Exercise 1.2: Investigating Job Attributes¶

The objective of this exercise is to your awareness of job class ad attributes, especially ones that may help you look for issues with your jobs in the OSPool.

Recall that a job class ad contains attributes and their values that describe what HTCondor knows about the job. OSPool jobs contain extra attributes that are specific to that pool. Thus, an OSPool job class ad may have well over 150 attributes.

Some OSPool job attributes are especially helpful when you are scaling up jobs and want to see if jobs are running as expected or are maybe doing surprising things that are worth extra attention.

Preparing exercise files¶

Because this exercise focuses on OSPool job attributes, please use your OSG Connect account on login04.osgconnect.net or login05.osgconnect.net.

Create a shell script for testing called simple.sh:

#!/bin/bash

SLEEPTIME=$1

hostname
pwd
whoami

for i in {1..5}
do 
 echo "performing iteration $i"
 sleep $SLEEPTIME
done

Create an HTCondor submit file that queues three jobs:

universe = vanilla
log = logs/$(Cluster)_$(Process).log
error = logs/$(Cluster)_$(Process).err
output = $(Cluster)_$(Process).out

executable = simple.sh

should_transfer_files = YES
when_to_transfer_output = ON_EXIT

request_cpus = 1
request_memory = 1GB
request_disk = 1GB

# set arguments, queue a normal job
arguments = 600
queue 1

# queue a job that will go on hold
transfer_input_files = test.txt
queue 1

# queue a job that will never start
request_memory = 40TB
queue 1

Exploring OSPool job class ad attributes¶

For this exercise, you will submit the three jobs defined in the submit file above, then examine their job class ad attributes.

Here are some attributes that may be interesting:

CpusProvisioned is the number of CPUs given to your job for the current or most recent run
ResidentSetSize_RAW is the maximum amount of memory that HTCondor has noticed your job using (in KB)
DiskUsage_RAW is the maximum amount of disk that HTCondor has noticed your job using (in MB)
NumJobStarts is the number of times HTCondor has started your job; 1 is typical for a running job, and higher counts may indicate issues running the job
LastRemoteHost identifies the name for the slot where your job is running or most recently ran
MachineAttrGLIDEIN_ResourceName*N* is a set of numbered attributes that identify the most recent sites where your job ran; N is 0 for the most recent (or current) run, 1 for the previous run, and so on up to 9
ExitCode exists only if your job exited (completed) at least once; a value of 0 typically means success
HoldReasonCode exists only if your job went on hold; if so, it is a number corresponding to the main hold reason (see here for details)
NumHoldsByReason is a list of all of the main reasons your job has gone on hold so far with counts of each hold type

Let’s explore these attributes on real jobs.
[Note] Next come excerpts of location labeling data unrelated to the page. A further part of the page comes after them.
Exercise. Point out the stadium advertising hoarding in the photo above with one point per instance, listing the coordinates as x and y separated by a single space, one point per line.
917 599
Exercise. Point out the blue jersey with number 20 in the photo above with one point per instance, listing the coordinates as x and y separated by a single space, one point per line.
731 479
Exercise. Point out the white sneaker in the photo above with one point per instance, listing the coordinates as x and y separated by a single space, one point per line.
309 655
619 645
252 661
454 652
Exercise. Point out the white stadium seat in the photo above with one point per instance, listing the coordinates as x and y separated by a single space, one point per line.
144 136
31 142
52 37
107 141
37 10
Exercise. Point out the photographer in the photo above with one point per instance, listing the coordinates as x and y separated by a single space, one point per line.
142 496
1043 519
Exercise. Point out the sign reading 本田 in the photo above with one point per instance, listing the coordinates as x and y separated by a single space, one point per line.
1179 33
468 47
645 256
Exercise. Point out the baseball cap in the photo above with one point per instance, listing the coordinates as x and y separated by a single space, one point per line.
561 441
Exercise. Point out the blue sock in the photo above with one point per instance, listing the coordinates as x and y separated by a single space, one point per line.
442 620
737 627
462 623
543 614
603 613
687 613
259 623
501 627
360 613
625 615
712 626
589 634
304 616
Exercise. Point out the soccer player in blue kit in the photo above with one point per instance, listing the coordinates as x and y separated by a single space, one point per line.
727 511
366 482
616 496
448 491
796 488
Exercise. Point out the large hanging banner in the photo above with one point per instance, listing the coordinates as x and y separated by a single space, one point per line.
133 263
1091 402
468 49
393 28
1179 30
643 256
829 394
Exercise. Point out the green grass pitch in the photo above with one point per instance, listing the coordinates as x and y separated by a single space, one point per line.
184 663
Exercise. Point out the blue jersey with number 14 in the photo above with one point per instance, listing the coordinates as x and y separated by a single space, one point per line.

Submit the jobs (above) and note the cluster ID
When one job from the cluster is running, view all of its job class ad attributes:
```
$ condor_q -l <JobId>
```
where <JobId> is your job's ID.

This command lists all of the job’s class ad attributes. Details of some of the attributes are in the HTcondor Manual. Others are defined (and not well documented) only for the OSPool. Can you find any of the attributes listed above?
Next, use condor_q -af <AttributeName> to examine one attribute at a time for several jobs:
```
$ condor_q -af NumJobStarts <ClusterID>
```
where <ClusterID> is the HTCondor cluster ID noted above.

What does the output tell you?
Finally, display several attributes at once for the jobs:
```
$ condor_q -af:j NumJobStarts DiskUsage_RAW LastRemoteHost HoldReasonCode <ClusterID>
```
Why do some values appear as undefined?